抱っこと拘束(おまけエピソード)
日向:………零君、ちょっと此方へ来てくれませんか?
(零は数秒躊躇った後、恐る恐る両手を広げた日向の懐に収まる。だが身体を触れるわけでもなく立ち尽くしている)
………どうして、抱きついてくれないのですか?
零:抱く、とは何ですか。拘束なら分かりますけど……あの、これはお仕置きではないのですか?
日向:(一体貴方は今まで、この体勢でどんな"お仕置き"を受けてきたのでしょうか。
想像するだけでも、心が痛みます)
零:……………………日向、様?
日向:あ、ええと…これは"お仕置き"ではありません。もう少し此方へ寄りなさい、私の身体にもたれ掛かって結構ですから。
零:………わかり、ました。(意味が、分からない…)
(日向が零の身体を抱き締めた瞬間、零の身体が硬直する。"それ"が恐怖からくるものだと悟った日向は零に見られぬよう、表情を翳らせた)

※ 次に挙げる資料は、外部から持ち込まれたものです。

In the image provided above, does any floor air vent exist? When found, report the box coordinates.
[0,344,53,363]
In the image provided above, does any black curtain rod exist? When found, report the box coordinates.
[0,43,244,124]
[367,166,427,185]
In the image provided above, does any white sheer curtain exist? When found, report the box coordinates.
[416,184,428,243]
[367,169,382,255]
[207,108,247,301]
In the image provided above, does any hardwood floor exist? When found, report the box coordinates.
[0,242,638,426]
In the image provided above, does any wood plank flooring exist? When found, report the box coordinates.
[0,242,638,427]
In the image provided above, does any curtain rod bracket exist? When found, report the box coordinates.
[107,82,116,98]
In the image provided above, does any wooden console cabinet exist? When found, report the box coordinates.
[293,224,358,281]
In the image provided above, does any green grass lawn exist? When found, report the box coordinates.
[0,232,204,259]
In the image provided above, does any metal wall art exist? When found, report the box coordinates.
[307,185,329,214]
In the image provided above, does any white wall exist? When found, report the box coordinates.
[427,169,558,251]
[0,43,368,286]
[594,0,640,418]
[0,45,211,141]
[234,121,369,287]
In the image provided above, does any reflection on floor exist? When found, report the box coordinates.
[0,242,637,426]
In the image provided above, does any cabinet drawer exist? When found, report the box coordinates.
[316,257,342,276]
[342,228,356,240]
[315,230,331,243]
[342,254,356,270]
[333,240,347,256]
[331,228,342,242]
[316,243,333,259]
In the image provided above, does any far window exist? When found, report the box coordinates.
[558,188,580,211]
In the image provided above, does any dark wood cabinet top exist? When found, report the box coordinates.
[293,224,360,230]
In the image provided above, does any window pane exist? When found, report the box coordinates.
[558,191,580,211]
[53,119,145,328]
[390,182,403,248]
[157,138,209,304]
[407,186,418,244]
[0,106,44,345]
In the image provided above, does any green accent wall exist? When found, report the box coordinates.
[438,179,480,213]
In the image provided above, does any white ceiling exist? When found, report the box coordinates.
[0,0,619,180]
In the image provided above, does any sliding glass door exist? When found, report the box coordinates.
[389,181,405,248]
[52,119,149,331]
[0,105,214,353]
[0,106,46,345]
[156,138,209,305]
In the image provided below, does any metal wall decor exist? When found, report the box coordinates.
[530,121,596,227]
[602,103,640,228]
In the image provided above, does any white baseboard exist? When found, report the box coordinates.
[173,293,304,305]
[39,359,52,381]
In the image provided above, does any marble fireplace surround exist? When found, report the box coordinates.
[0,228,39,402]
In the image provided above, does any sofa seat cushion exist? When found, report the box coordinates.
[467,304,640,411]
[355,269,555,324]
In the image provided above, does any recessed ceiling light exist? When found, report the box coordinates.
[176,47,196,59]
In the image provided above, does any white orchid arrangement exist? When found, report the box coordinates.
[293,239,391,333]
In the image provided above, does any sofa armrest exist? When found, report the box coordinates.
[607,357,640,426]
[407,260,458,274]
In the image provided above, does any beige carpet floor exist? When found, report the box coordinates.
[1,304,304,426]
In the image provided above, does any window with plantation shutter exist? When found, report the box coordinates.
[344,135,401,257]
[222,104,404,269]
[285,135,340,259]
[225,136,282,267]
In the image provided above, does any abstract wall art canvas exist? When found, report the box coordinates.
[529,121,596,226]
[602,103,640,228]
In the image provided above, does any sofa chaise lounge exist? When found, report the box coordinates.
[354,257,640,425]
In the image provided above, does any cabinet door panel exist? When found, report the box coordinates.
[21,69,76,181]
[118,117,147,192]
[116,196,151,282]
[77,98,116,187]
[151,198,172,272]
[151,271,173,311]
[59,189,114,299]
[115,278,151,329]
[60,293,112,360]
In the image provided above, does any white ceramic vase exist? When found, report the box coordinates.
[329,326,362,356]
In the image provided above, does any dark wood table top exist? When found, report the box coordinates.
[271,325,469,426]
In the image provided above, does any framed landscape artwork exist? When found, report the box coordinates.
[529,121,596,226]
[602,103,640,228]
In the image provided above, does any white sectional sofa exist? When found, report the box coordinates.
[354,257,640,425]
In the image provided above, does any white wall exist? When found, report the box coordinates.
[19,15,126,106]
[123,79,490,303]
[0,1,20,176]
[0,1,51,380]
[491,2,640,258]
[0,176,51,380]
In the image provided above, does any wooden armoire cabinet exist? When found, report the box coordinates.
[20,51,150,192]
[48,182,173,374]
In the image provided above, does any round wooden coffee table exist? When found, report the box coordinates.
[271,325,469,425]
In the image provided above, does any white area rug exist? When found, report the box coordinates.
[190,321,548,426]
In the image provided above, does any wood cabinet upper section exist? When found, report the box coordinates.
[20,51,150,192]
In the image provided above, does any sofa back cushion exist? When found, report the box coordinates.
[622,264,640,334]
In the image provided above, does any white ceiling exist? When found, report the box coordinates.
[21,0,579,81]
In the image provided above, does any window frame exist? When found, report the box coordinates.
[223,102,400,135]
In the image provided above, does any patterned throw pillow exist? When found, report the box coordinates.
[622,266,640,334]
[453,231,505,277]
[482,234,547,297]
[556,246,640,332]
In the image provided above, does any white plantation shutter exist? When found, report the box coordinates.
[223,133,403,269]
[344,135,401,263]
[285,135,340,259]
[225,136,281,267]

日向:そう、身構えなくて構いません。むしろ身体の力を抜いてくれないと……
零:ごめん、なさい…日向様。身体が言うことを聞いてくれません……力の抜き方が、分からないです。
日向:そうですか。落ち着かないでしょうが、もう少しこのまま居てください。
(まるで、昔の私を見ているようで……やりきれない気持ちになります。何のために私は、諜報部隊の長を務めているのでしょう。